Le gouvernement impérial espérait-il encore arracher au président du Landtag une déclaration analogue à celle de l’année précédente ? M. Ricklin, de passage à Berlin, fut invité à se rendre chez M. Lewald, sous-secrétaire d’État au ministère de l’Intérieur. Celui-ci, avouant ses efforts en vue de décider l’Alsace-Lorraine à se prononcer par plébiscite en faveur de l’Allemagne, annonça la formation imminente d’un ministère composé de députés alsaciens-lorrains, parmi lesquels M. Peirotes. M. Ricklin répondit qu’il ne croyait pas que M. Peirotes acceptât jamais d’entrer dans un ministère dont l’objet déclaré était de conserver l’Alsace-Lorraine à l’Allemagne, puisqu’il estimait que la majorité de la population souhaitait le retour à la France. Il ajouta qu’à son propre avis, en cas de plébiscite, la séparation de l’Alsace-Lorraine et de l’Empire allemand serait votée par 90 pour 100 des voix, parmi lesquelles au moins 75 pour 100 se prononceraient en faveur de la réunion à la France.
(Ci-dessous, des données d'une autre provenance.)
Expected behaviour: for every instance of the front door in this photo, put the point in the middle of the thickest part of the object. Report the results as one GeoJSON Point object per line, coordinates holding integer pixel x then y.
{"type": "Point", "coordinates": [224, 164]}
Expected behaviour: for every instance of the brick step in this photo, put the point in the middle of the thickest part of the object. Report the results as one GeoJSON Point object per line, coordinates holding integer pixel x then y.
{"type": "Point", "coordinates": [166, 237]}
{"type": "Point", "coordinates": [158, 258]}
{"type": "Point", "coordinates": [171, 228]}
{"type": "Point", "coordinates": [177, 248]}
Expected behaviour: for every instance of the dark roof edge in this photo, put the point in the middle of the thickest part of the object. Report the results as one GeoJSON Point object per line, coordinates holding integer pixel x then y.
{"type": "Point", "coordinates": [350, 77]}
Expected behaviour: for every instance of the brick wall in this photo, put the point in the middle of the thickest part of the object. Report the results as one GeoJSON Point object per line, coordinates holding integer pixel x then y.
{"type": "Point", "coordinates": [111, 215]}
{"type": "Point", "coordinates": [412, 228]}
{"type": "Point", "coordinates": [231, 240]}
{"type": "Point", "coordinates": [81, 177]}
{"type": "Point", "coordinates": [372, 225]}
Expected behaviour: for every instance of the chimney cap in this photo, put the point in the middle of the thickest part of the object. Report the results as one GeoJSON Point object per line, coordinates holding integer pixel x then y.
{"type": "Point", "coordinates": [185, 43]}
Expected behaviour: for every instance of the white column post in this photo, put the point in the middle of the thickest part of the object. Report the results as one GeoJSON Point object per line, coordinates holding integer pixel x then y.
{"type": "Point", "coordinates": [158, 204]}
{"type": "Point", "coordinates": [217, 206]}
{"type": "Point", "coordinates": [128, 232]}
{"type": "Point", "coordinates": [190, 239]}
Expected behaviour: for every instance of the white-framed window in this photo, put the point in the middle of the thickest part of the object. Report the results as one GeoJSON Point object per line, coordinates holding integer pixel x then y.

A un autre sous-secrétaire d’Etat, qui demandait quel serait, s’il fallait opter entre l’Allemagne et la France, le résultat d’un vote secret du Landtag, le président de cette assemblée répondit que les quatre cinquièmes des députés voteraient contre l’Empire allemand[2].

Enfin, pour donner à ses sentiments une manifestation publique, — et effarer autant que possible l’impression laissée par les paroles qu’il avait prononcées en 1917, — M. Ricklin, « au nom du groupe alsacien-lorrain, » fit le 23 octobre au Reichstag la déclaration suivante au sujet des réformes si hâtivement introduites : « Sans doute le gouvernement allemand

  1. Freie Presse du 28 et du 30 octobre 1918.
  2. Elsässer du 5 novembre 1918.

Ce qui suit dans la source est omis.